How does this work under the hood? Here's an excerpt from the Crypteron-blog (if you are interested, read the whole thing):

Behind the scenes, Crypteron is generating an in-place, cryptographically secure, distributed search index. This happens as each piece of data is added and is constructed on-the-fly on a per searchable column/field basis. The distributed search index uses a HMAC-SHA256 primitive...

It's impressive. But what I'm most impressed with is the ready-to-be-used nature of the service and the supporting libraries.
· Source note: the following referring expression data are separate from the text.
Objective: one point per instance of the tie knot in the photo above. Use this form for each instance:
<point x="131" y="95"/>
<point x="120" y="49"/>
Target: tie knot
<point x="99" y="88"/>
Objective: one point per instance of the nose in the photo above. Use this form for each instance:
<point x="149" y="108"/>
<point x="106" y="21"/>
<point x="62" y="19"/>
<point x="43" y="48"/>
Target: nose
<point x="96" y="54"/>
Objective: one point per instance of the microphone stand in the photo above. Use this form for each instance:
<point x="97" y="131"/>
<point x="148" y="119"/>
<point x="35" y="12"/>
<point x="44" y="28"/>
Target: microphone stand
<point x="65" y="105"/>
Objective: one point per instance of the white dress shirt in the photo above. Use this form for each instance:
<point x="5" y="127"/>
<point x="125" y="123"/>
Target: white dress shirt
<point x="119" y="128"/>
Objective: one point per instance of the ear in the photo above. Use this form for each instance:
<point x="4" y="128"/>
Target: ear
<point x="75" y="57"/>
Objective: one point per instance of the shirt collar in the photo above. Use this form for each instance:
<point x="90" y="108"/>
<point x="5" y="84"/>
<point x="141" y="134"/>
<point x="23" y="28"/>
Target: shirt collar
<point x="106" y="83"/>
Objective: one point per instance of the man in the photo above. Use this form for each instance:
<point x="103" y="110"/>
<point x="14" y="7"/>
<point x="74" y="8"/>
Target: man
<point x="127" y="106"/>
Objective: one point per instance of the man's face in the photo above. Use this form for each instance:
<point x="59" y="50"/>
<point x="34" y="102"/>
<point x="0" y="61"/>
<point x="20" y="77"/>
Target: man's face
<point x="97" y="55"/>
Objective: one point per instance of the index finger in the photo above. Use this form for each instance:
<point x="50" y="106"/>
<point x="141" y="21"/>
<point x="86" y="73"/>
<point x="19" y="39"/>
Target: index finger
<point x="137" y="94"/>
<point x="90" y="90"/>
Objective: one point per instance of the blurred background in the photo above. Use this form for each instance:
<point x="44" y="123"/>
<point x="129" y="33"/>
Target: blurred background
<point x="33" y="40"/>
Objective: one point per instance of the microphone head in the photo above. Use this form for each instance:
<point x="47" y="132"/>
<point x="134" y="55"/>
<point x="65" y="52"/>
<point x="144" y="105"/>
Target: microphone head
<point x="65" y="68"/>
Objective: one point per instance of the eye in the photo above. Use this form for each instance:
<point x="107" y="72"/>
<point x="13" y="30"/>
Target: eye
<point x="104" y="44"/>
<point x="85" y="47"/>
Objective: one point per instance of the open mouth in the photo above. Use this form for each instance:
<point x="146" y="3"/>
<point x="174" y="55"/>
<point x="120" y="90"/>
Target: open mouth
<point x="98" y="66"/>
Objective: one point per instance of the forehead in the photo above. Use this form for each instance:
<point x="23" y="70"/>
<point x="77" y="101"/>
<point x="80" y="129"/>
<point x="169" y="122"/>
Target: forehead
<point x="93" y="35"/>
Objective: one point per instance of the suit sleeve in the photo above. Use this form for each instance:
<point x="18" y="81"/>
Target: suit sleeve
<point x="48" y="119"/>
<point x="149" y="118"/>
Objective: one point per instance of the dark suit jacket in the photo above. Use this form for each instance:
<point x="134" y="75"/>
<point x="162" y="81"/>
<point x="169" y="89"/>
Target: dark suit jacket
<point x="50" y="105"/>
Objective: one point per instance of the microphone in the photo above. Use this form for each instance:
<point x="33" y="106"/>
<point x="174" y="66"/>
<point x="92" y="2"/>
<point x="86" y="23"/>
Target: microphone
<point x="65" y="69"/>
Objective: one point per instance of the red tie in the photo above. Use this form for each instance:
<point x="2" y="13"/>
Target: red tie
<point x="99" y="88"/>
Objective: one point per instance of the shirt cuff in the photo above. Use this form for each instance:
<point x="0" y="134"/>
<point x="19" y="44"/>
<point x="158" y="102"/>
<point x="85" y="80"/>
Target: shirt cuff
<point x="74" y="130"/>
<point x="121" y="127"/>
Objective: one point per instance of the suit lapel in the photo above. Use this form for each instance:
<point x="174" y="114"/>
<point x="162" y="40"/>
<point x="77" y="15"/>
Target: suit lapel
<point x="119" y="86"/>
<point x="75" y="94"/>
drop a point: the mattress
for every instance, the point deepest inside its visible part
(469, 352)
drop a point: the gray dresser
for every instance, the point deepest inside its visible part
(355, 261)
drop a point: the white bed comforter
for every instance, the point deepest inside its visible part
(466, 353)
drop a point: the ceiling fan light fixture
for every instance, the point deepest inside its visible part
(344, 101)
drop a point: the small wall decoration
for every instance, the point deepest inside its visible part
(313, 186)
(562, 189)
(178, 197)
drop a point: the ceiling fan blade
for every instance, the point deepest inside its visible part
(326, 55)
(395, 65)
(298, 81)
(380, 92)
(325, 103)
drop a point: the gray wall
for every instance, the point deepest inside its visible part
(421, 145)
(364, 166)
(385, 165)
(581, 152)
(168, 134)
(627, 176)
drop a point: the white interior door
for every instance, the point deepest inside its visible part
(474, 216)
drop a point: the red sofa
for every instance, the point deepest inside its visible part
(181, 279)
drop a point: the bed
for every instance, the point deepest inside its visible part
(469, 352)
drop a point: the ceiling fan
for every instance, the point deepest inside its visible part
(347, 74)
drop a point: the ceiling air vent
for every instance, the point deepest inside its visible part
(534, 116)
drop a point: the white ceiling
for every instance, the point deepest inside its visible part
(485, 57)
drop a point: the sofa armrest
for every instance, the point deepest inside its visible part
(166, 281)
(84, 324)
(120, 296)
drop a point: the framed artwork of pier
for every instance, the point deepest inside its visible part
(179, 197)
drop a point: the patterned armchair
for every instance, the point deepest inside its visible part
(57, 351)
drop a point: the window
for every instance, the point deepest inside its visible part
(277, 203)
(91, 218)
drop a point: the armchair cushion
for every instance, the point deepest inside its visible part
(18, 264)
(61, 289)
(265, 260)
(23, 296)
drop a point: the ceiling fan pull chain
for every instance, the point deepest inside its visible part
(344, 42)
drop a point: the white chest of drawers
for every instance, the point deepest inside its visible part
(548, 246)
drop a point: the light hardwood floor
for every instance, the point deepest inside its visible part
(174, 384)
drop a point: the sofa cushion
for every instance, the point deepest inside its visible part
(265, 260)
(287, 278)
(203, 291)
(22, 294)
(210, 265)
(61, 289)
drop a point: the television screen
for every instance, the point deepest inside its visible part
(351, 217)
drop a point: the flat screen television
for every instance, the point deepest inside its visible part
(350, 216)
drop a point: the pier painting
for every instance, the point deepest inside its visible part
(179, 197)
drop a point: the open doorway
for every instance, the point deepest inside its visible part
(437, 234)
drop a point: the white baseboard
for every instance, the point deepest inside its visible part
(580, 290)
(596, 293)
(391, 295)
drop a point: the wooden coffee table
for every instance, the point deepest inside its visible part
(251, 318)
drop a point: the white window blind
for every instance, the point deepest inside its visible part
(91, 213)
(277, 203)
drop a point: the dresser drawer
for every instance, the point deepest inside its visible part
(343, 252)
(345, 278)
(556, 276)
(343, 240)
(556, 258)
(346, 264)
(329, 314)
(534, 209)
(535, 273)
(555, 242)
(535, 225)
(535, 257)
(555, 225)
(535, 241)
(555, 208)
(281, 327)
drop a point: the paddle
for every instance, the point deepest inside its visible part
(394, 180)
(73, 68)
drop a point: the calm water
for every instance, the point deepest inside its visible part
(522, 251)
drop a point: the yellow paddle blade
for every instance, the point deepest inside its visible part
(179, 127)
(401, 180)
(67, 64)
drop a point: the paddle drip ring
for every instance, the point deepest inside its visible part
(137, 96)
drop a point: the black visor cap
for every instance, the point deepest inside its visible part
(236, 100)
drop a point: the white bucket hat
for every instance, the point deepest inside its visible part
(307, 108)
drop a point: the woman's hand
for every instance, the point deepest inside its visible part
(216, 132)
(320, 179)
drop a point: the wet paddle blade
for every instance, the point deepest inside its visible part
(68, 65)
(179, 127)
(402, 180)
I only tried the community edition, but based on the descriptions, the advanced versions have some very useful features (rotating the encryption keys or defining access control rules).

Drawbacks

One drawback though: I don't really like the attribute solution. If I have to dedicate my model classes with a Crypteron-specific attribute, I have to add a dependency to those DLL-s. But I don't really want to. I like to keep my model assembly clean, as few dependencies as possible (not even Entity Framework itself) and just POCO classes and some domain specific data annotations. In my opinion this makes the code a lot more reusable. I'm looking forward to a solution where I can use the EntityTypeConfiguration class and maybe an extension method on it to configure crpytography like this:

public class PersonEntityTypeConfiguration : EntityTypeConfiguration<Person>
{
    public PersonEntityTypeConfigration()
    {
        this.Property(p=>p.Email).IsSecure(Mode.Searchable);
    }
}

Conclusion

All in all, I'm looking forward to using this service in one of my next projects. I'm happy to see that the cryptography-sector is also embracing what a 'service' really means: it's ready-to-be-used, it's easy-to-use, you don't have to be a crypto-genius to start using it and you have all the support that you need (both in documentation, in samples and in actual customer support) in case you decide to introduce it into you application.